Definately get this checked out. Some thing has shorted just enough to let voltage "Feed back" and keep the fan running. Could be capacitor, wires rubbed through each other, etc. A reset is a safety that is used when there is an overcurrent or over pressure situation. No reset set for this situation.
There is always an outside chance that if you touch the unit while standing on wet ground, you may get shocked. I firmly believe that something is allowing power to the fan in a feedback condition so don't let this go as it may cause damage to other parts.
Good Luck and let me know how you make out on this.
Do you have gas or electric heat. If you have gas then you do not have a heat pump. You should in most cases have a red,yellow, white, and green wires coming to the thermostat. R should go to rc/rh G should go to green Y should go to Y and w should go to W. Also the switches on back should be switched to non heat pump and gas rather than electric. Hope this helps.
Did you just install this heat pump? If so it sounds like you replace a regular a/c with a heat pump, which will require more wires for the reversing valve. First check to make sure you have 24v going to the condenser. Make sure you have a heat pump t-stat. You should have a orange t-stat wire for your reversing valve. At the t-stat you will have terminals R, Y, G, O, X or C or B, W1, and W2. R is half of your 24v circuit and is a red wire, Y is for cooling mode, G is the Fan green wire, O is for the reversing valve, orange wire, X or C or B is the other half of control circuit blue wire, W1 and W2 is the heat strips in the furnace tan and black wires. These are standard color code but remember electricity does not know colors and an installer may have used different colors. If all of this is correct possibly bad contactor.

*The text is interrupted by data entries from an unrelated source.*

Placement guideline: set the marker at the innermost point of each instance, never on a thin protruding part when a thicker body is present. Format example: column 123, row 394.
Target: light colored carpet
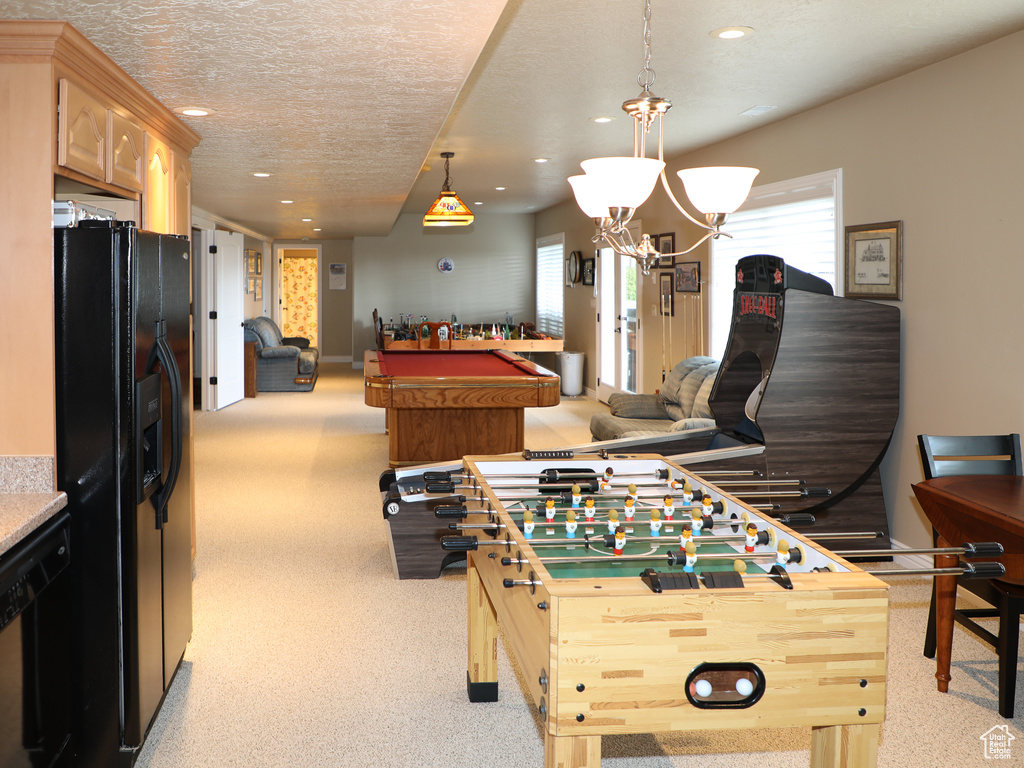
column 306, row 650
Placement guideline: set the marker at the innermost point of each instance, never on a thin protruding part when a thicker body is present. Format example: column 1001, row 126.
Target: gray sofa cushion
column 638, row 406
column 682, row 404
column 266, row 330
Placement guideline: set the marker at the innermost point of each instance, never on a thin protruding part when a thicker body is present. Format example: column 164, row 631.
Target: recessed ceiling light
column 757, row 111
column 732, row 33
column 195, row 112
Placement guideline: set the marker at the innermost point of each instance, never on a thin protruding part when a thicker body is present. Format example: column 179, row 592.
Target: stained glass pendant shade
column 448, row 210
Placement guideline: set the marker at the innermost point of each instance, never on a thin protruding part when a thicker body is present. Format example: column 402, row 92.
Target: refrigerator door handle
column 163, row 354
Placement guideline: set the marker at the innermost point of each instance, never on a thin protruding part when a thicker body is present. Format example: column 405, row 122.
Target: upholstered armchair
column 681, row 404
column 283, row 364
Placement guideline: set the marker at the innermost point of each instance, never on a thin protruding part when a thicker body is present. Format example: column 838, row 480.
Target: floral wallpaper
column 299, row 314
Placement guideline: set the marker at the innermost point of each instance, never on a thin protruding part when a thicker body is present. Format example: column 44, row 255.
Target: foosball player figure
column 549, row 509
column 687, row 494
column 588, row 509
column 751, row 538
column 707, row 506
column 620, row 540
column 655, row 522
column 527, row 524
column 686, row 537
column 691, row 557
column 670, row 507
column 612, row 520
column 570, row 524
column 577, row 491
column 782, row 556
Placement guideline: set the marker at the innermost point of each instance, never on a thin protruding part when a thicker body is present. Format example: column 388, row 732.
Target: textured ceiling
column 343, row 101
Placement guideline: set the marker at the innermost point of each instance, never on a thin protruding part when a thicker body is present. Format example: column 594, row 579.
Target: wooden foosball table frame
column 610, row 655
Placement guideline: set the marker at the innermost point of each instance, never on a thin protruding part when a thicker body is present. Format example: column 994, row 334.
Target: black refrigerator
column 123, row 341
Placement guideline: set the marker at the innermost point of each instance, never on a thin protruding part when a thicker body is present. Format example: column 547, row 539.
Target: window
column 798, row 220
column 550, row 276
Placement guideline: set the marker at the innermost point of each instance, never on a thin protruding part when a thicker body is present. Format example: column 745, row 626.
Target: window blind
column 550, row 266
column 795, row 219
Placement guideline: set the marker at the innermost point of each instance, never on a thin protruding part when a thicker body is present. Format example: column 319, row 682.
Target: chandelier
column 610, row 189
column 448, row 210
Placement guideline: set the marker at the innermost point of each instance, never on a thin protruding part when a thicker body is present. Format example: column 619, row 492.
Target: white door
column 617, row 325
column 224, row 323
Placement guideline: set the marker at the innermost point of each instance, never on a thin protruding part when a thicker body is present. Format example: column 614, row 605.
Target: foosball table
column 682, row 609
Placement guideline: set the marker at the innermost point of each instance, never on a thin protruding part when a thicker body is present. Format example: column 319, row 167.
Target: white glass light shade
column 718, row 189
column 586, row 194
column 622, row 182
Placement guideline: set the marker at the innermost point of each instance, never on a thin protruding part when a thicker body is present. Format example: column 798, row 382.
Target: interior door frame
column 280, row 287
column 605, row 389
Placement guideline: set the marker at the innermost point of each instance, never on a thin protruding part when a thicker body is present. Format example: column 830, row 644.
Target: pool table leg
column 845, row 745
column 481, row 678
column 571, row 752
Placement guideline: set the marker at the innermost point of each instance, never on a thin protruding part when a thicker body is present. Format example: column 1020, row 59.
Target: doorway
column 617, row 326
column 299, row 292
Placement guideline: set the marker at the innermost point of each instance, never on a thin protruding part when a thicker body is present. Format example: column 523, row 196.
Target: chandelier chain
column 646, row 77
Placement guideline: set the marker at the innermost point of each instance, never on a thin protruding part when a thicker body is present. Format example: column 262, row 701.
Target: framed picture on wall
column 688, row 276
column 665, row 244
column 875, row 261
column 588, row 271
column 668, row 295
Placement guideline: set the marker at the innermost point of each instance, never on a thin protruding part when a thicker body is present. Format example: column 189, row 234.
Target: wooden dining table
column 971, row 508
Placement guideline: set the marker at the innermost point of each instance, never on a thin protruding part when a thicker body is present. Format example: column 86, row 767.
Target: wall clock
column 574, row 266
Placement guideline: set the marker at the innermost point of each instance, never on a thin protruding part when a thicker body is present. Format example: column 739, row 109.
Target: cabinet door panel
column 157, row 199
column 81, row 131
column 124, row 166
column 181, row 183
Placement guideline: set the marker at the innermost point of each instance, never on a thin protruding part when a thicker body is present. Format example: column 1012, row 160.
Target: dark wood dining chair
column 981, row 455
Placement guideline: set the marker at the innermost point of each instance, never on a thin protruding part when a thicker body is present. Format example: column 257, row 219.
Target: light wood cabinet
column 157, row 187
column 68, row 114
column 124, row 161
column 81, row 131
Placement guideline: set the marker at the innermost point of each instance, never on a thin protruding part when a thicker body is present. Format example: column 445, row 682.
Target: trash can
column 570, row 365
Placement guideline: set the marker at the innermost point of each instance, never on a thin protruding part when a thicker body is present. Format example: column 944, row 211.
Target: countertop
column 27, row 499
column 23, row 513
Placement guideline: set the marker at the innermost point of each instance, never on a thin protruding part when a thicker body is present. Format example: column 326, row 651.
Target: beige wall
column 940, row 150
column 494, row 273
column 336, row 306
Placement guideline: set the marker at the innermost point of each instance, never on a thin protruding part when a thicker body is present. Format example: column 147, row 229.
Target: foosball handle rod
column 964, row 570
column 446, row 511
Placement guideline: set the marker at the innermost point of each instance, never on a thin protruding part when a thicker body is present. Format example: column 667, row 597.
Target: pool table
column 441, row 406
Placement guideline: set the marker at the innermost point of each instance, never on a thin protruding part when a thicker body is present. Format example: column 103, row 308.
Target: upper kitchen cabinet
column 69, row 116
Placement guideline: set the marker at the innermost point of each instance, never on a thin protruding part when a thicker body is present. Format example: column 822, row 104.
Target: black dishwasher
column 35, row 719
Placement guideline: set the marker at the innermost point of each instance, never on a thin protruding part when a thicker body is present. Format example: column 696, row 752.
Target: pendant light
column 610, row 189
column 448, row 210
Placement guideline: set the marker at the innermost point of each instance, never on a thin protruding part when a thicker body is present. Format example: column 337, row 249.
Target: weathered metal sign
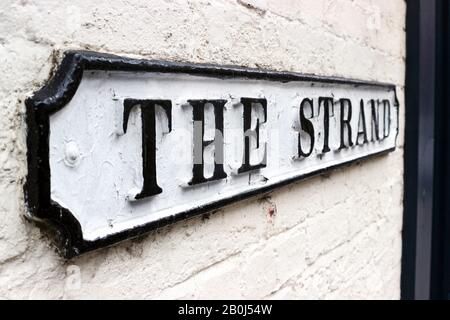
column 119, row 146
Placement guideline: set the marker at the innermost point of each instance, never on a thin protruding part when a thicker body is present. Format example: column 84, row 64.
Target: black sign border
column 59, row 91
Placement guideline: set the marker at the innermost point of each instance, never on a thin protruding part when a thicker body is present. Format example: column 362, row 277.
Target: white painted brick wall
column 333, row 236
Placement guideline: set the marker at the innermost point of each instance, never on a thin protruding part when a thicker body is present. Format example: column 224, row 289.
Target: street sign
column 119, row 146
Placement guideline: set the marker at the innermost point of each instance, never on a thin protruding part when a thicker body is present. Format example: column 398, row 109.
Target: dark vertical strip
column 419, row 148
column 440, row 275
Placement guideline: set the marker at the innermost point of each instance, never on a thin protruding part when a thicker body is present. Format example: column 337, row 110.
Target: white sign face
column 136, row 144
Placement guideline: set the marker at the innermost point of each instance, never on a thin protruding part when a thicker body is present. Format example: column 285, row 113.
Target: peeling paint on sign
column 120, row 146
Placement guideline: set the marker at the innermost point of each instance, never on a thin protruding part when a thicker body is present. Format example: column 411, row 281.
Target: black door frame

Start with the simplest first it,s not fun but it's necessary EVERY TIME. Clean your evaporator and condenser coil, change your air filter. Getting to the evap. coil is often a real headache and a result doesn't get done often. When its clogged as you probably know the refrigerant can't absorb heat at the coil so it tries to absorb heat on the way to the compressor freezing the hot gas line the safety circuits that protect the heat pump compressor from getting liquid refrigerant back to the compressor almost immediately will take the compressor of line (looking somewhat like a defrost cycle). I hope this helps it's a tough repair GL!